Lady Beatrix Lennox, daughter of the Duke of Wintersall, is also at the house party as she is the companion of Esme’s aunt, Arabella. Three years earlier, Beatrix was discovered in a compromising position at a ball that caused her family to disown her. She is now considered scandalous and unmarriageable. Beatrix sees no reason why she shouldn’t live up to her reputation as a vixen and goes after whatever and whomever she wishes.

Lady Esme Rawlings is a widow with an outrageous reputation of her own, but now that she is a pregnant widow she is determined to become respectable. Suppressing her wild, exuberant nature, she tries desperately to become what society expects of a virtuous woman. However, Sebastian, the Marquess of Bonnington, is determined to marry Esme at any cost and no matter the scandal. He even masquerades as a gardener on Esme’s estate so he can be near her.

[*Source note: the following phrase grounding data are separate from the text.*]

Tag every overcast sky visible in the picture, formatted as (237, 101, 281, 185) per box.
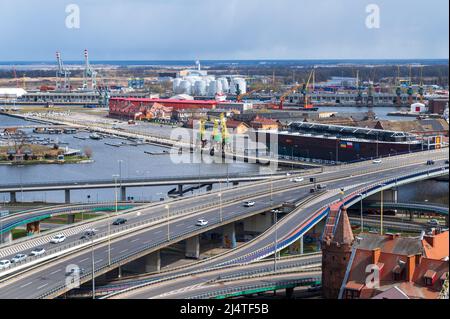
(0, 0, 448, 61)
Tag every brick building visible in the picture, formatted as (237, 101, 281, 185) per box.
(321, 206, 355, 299)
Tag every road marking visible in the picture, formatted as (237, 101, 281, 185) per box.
(130, 238, 139, 243)
(96, 259, 103, 263)
(120, 249, 129, 253)
(20, 282, 33, 288)
(50, 269, 61, 275)
(37, 283, 48, 290)
(154, 230, 163, 234)
(79, 258, 89, 263)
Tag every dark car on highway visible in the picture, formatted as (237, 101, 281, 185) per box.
(113, 218, 128, 226)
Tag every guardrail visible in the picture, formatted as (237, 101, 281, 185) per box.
(190, 276, 321, 299)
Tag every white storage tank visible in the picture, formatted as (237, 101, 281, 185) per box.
(208, 80, 218, 96)
(194, 80, 207, 96)
(173, 78, 182, 93)
(218, 78, 229, 93)
(230, 77, 247, 95)
(179, 80, 192, 95)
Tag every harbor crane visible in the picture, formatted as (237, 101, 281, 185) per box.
(55, 51, 71, 91)
(278, 69, 315, 110)
(82, 49, 98, 91)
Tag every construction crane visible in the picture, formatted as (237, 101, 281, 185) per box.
(83, 49, 97, 91)
(278, 69, 315, 110)
(418, 66, 425, 103)
(407, 65, 414, 105)
(55, 51, 71, 91)
(12, 66, 19, 88)
(237, 88, 261, 102)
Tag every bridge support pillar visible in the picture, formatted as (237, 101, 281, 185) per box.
(144, 251, 161, 273)
(64, 189, 71, 204)
(222, 223, 237, 249)
(10, 192, 16, 203)
(120, 187, 127, 202)
(288, 236, 304, 255)
(67, 214, 76, 224)
(185, 235, 200, 259)
(178, 185, 183, 196)
(1, 231, 12, 244)
(243, 213, 272, 233)
(26, 221, 40, 235)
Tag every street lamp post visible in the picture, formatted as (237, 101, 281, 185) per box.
(359, 193, 364, 233)
(113, 175, 119, 216)
(274, 209, 278, 273)
(165, 204, 170, 241)
(91, 238, 96, 299)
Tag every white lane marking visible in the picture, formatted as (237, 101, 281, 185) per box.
(96, 259, 103, 263)
(154, 230, 163, 234)
(37, 283, 48, 290)
(20, 282, 33, 288)
(50, 269, 61, 275)
(130, 238, 139, 243)
(79, 258, 89, 263)
(120, 249, 129, 254)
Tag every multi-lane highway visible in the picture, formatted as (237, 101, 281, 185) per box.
(69, 254, 322, 298)
(0, 149, 447, 299)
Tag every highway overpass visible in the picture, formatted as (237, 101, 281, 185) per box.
(0, 149, 447, 299)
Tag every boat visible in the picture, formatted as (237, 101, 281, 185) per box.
(89, 133, 102, 140)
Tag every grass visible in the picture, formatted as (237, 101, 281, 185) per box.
(11, 229, 27, 240)
(45, 212, 101, 224)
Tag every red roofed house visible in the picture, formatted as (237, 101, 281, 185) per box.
(321, 205, 449, 299)
(340, 229, 449, 299)
(249, 116, 279, 131)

Rounding out the cast of major characters at the house party is Helene, Countess Godwin, who has lived apart from her husband for the most of the last decade and Arabella, Viscountess Withers, the thrice-widowed, but still spectacular and daring aunt, who has invited everyone to her niece’s for the house party. An assortment of interesting minor players complete the guest list.

What follows are outrageous games of seduction and shocking behavior. Helene uses Stephen to try and goad her husband into a divorce, Esme announces that Stephen is her fiancée in order to discourage the persistent Sebastian, and Beatrix finds herself truly attracted to Stephen. In spite of the fact that at one point Stephen ends up with two mistresses and a fiancée, the characters are likeable and indeed charming. Whether trying to attract a certain man or make another jealous, these ladies know what they want and are not afraid to reach for it.

While Beatrix and Stephen, according to the back cover of the book, are supposed to be the main characters of the story, it is as much Esme’s and Sebastian’s story as well. The novel goes back and forth between both couples as well as encompassing Lady Helene. In spite of this intricate interweaving of plots, the story works well. It is a testament to the writing skill of James that she pulls it off so effortlessly. Once the reader understands that this is more of an ensemble piece than a straightforward story of a single couple, the only thing to do is sit back and enjoy the read.

Eloisa James has written a novel of wit and style. All the threads of the story are pulled together at the end with the exception of Helene, who is the subject of another book entitled Your Wicked Ways. It is all done so skillfully, that although their actions are morally questionable at times, you can’t help but take delight in the story and all the unusual, but memorable, characters.